Desde o dia 1º de janeiro, entrou em vigor a Lei nº 15.176/2025, um marco jurídico que reconhece oficialmente a fibromialgia como deficiência (PCD) em todo o território nacional.
A medida é celebrada por entidades médicas e associações de pacientes como um passo decisivo para combater o estigma da “dor invisível” e garantir direitos sociais a uma parcela da população que, até então, enfrentava dificuldades para comprovar limitações funcionais.
Dados da Sociedade Brasileira de Reumatologia (SBR) apontam que a síndrome afeta cerca de 3% dos brasileiros — aproximadamente 6 milhões de pessoas.
A condição, mais comum em mulheres, é caracterizada por dores crônicas generalizadas, fadiga extrema e distúrbios do sono.
Direitos e Benefícios
Com o novo status de PCD, os pacientes diagnosticados passam a ter respaldo legal para pleitear direitos como:
- Reserva de vagas em concursos públicos e em empresas privadas (Lei de Cotas).
- Isenções fiscais na compra de veículos adaptados (IPI e ICMS), conforme regulamentação.
- Prioridade de atendimento em serviços públicos e privados.
- Aposentadoria especial, desde que cumpridos os requisitos de carência e tempo de contribuição previstos para pessoas com deficiência.
Diagnóstico não garante benefício automático
Especialistas alertam que o reconhecimento legal não é automático. Para se enquadrar como PCD e acessar benefícios previdenciários, o paciente deve passar por uma avaliação biopsicossocial.
“O diagnóstico clínico, por si só, não atesta incapacidade. É necessária uma perícia realizada por equipe multiprofissional que avalie como a dor impacta a vida social, o trabalho e a autonomia do indivíduo”, explica o Dr. Marcelo Valadares, neurocirurgião e pesquisador da Unicamp.

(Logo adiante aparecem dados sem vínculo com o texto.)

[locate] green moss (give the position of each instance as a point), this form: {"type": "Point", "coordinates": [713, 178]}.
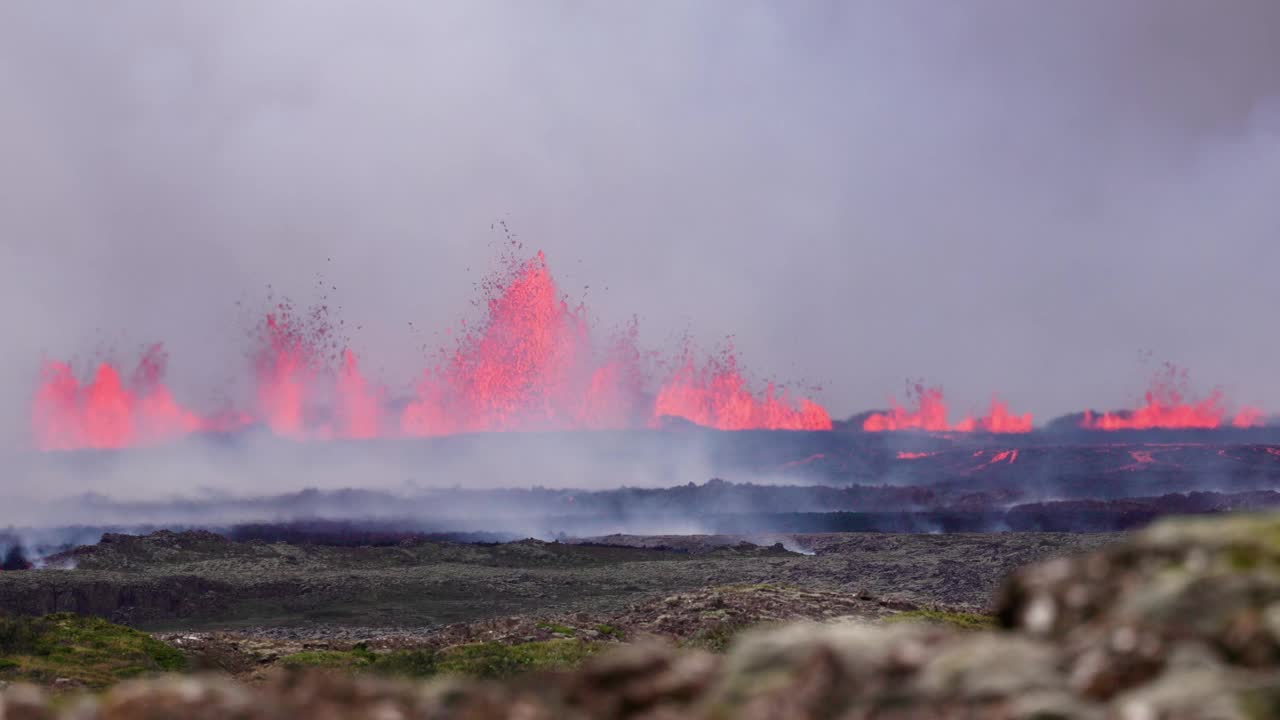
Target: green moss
{"type": "Point", "coordinates": [327, 660]}
{"type": "Point", "coordinates": [554, 628]}
{"type": "Point", "coordinates": [402, 662]}
{"type": "Point", "coordinates": [714, 639]}
{"type": "Point", "coordinates": [88, 651]}
{"type": "Point", "coordinates": [497, 660]}
{"type": "Point", "coordinates": [963, 620]}
{"type": "Point", "coordinates": [608, 630]}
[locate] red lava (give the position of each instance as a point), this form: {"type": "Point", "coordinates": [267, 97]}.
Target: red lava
{"type": "Point", "coordinates": [1168, 406]}
{"type": "Point", "coordinates": [929, 414]}
{"type": "Point", "coordinates": [533, 364]}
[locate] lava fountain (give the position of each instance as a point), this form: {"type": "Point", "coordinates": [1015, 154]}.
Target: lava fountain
{"type": "Point", "coordinates": [928, 413]}
{"type": "Point", "coordinates": [533, 364]}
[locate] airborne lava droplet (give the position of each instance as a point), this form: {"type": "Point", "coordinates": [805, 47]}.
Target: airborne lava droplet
{"type": "Point", "coordinates": [1166, 405]}
{"type": "Point", "coordinates": [929, 414]}
{"type": "Point", "coordinates": [533, 364]}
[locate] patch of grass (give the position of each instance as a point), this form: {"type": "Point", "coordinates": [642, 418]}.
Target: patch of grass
{"type": "Point", "coordinates": [608, 630]}
{"type": "Point", "coordinates": [402, 662]}
{"type": "Point", "coordinates": [21, 634]}
{"type": "Point", "coordinates": [961, 620]}
{"type": "Point", "coordinates": [714, 639]}
{"type": "Point", "coordinates": [327, 660]}
{"type": "Point", "coordinates": [497, 660]}
{"type": "Point", "coordinates": [88, 651]}
{"type": "Point", "coordinates": [556, 628]}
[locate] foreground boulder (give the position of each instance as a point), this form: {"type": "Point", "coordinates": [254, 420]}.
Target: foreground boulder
{"type": "Point", "coordinates": [1182, 621]}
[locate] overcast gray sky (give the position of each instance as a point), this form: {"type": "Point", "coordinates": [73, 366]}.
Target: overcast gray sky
{"type": "Point", "coordinates": [993, 195]}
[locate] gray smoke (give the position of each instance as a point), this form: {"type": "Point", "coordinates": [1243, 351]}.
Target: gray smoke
{"type": "Point", "coordinates": [996, 195]}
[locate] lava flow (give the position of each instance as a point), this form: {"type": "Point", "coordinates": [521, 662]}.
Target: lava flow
{"type": "Point", "coordinates": [931, 415]}
{"type": "Point", "coordinates": [1166, 406]}
{"type": "Point", "coordinates": [531, 365]}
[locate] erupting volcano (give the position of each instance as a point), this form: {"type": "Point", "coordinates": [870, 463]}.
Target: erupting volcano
{"type": "Point", "coordinates": [1168, 406]}
{"type": "Point", "coordinates": [533, 364]}
{"type": "Point", "coordinates": [929, 414]}
{"type": "Point", "coordinates": [109, 413]}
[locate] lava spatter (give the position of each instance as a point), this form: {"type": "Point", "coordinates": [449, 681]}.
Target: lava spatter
{"type": "Point", "coordinates": [1168, 404]}
{"type": "Point", "coordinates": [531, 364]}
{"type": "Point", "coordinates": [928, 413]}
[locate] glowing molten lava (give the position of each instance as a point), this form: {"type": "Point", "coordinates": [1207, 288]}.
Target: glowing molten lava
{"type": "Point", "coordinates": [931, 415]}
{"type": "Point", "coordinates": [530, 365]}
{"type": "Point", "coordinates": [1166, 406]}
{"type": "Point", "coordinates": [716, 395]}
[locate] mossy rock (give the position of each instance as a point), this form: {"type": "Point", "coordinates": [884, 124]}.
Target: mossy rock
{"type": "Point", "coordinates": [85, 651]}
{"type": "Point", "coordinates": [960, 620]}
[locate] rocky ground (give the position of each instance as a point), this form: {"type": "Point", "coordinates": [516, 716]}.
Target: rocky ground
{"type": "Point", "coordinates": [1179, 621]}
{"type": "Point", "coordinates": [199, 580]}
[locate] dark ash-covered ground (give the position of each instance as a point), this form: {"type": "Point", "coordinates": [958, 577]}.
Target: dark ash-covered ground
{"type": "Point", "coordinates": [200, 580]}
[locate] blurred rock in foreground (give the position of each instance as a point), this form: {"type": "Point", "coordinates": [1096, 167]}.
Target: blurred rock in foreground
{"type": "Point", "coordinates": [1182, 621]}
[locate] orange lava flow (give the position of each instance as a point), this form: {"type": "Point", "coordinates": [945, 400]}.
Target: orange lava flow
{"type": "Point", "coordinates": [533, 364]}
{"type": "Point", "coordinates": [1166, 406]}
{"type": "Point", "coordinates": [931, 415]}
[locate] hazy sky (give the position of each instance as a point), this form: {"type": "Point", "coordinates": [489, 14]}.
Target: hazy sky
{"type": "Point", "coordinates": [993, 195]}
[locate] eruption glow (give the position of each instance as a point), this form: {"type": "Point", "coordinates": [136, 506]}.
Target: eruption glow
{"type": "Point", "coordinates": [531, 365]}
{"type": "Point", "coordinates": [931, 415]}
{"type": "Point", "coordinates": [1166, 406]}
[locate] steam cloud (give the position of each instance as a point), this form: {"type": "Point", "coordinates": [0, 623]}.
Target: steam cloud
{"type": "Point", "coordinates": [991, 194]}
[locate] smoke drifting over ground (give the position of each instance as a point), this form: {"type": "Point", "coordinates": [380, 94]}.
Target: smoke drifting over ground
{"type": "Point", "coordinates": [1001, 196]}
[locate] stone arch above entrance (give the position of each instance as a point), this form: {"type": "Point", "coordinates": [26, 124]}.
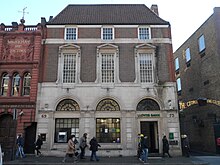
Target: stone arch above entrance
{"type": "Point", "coordinates": [148, 105]}
{"type": "Point", "coordinates": [68, 105]}
{"type": "Point", "coordinates": [108, 105]}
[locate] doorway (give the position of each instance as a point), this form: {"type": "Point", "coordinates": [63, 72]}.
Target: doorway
{"type": "Point", "coordinates": [30, 138]}
{"type": "Point", "coordinates": [150, 129]}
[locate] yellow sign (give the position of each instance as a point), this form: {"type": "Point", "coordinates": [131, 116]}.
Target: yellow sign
{"type": "Point", "coordinates": [184, 105]}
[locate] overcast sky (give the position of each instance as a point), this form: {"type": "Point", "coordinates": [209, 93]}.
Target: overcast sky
{"type": "Point", "coordinates": [185, 16]}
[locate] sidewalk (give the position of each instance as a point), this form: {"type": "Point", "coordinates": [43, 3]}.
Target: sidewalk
{"type": "Point", "coordinates": [45, 160]}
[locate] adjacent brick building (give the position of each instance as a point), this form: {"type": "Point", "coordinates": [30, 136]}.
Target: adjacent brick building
{"type": "Point", "coordinates": [20, 59]}
{"type": "Point", "coordinates": [108, 71]}
{"type": "Point", "coordinates": [198, 74]}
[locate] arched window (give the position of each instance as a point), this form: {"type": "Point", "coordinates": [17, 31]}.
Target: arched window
{"type": "Point", "coordinates": [4, 84]}
{"type": "Point", "coordinates": [108, 105]}
{"type": "Point", "coordinates": [15, 85]}
{"type": "Point", "coordinates": [26, 84]}
{"type": "Point", "coordinates": [68, 105]}
{"type": "Point", "coordinates": [148, 105]}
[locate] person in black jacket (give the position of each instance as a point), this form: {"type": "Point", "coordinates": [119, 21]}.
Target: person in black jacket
{"type": "Point", "coordinates": [94, 148]}
{"type": "Point", "coordinates": [38, 145]}
{"type": "Point", "coordinates": [165, 146]}
{"type": "Point", "coordinates": [144, 148]}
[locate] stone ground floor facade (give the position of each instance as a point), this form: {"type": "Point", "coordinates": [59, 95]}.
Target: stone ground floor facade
{"type": "Point", "coordinates": [114, 116]}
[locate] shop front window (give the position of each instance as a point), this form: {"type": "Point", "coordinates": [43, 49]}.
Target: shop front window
{"type": "Point", "coordinates": [108, 130]}
{"type": "Point", "coordinates": [64, 128]}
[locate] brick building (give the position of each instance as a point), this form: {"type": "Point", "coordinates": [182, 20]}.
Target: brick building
{"type": "Point", "coordinates": [20, 58]}
{"type": "Point", "coordinates": [108, 71]}
{"type": "Point", "coordinates": [198, 75]}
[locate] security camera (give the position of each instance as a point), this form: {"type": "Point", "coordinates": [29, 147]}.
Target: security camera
{"type": "Point", "coordinates": [21, 113]}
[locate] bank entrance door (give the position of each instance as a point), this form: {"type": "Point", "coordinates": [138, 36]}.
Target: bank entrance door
{"type": "Point", "coordinates": [150, 128]}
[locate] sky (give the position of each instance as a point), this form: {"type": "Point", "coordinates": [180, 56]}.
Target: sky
{"type": "Point", "coordinates": [185, 16]}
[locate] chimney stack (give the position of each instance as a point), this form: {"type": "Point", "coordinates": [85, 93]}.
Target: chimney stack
{"type": "Point", "coordinates": [154, 8]}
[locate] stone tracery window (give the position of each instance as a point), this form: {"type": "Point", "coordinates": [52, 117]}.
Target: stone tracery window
{"type": "Point", "coordinates": [147, 105]}
{"type": "Point", "coordinates": [108, 105]}
{"type": "Point", "coordinates": [68, 105]}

Segundo o médico, o objetivo é identificar casos onde a síndrome interfere de forma significativa nas atividades cotidianas.
O fim da “negligência estrutural”
O reconhecimento aproxima o Brasil de legislações avançadas, como as do Reino Unido e de Israel. Além do aspecto financeiro, a lei traz uma vitória simbólica.
Devido à ausência de exames de imagem (como Raio-X ou Ressonância) que comprovem a dor, muitos pacientes relatam anos de descrédito por parte de empregadores e até de familiares.
“Há uma negligência estrutural com a dor crônica. Na fibromialgia, o sistema nervoso amplifica os estímulos, tornando a dor avassaladora. A lei legitima esse sofrimento”, pontua Valadares.
O que é essa síndrome
A fibromialgia é uma síndrome neurossensorial onde o cérebro interpreta estímulos de forma intensificada.
Principais Sintomas:
- Dor musculoesquelética espalhada pelo corpo.
- Fadiga crônica que não melhora com o repouso.
- “Fibrofog”: Dificuldade de concentração e lapsos de memória.
- Sono não reparador e episódios de ansiedade.
Como obter o reconhecimento:
- Obter laudo detalhado com médico reumatologista ou especialista em dor.
- Agendar perícia médica no INSS (para benefícios previdenciários) ou órgãos competentes.
- Apresentar evidências do impacto da doença na rotina de trabalho e vida social.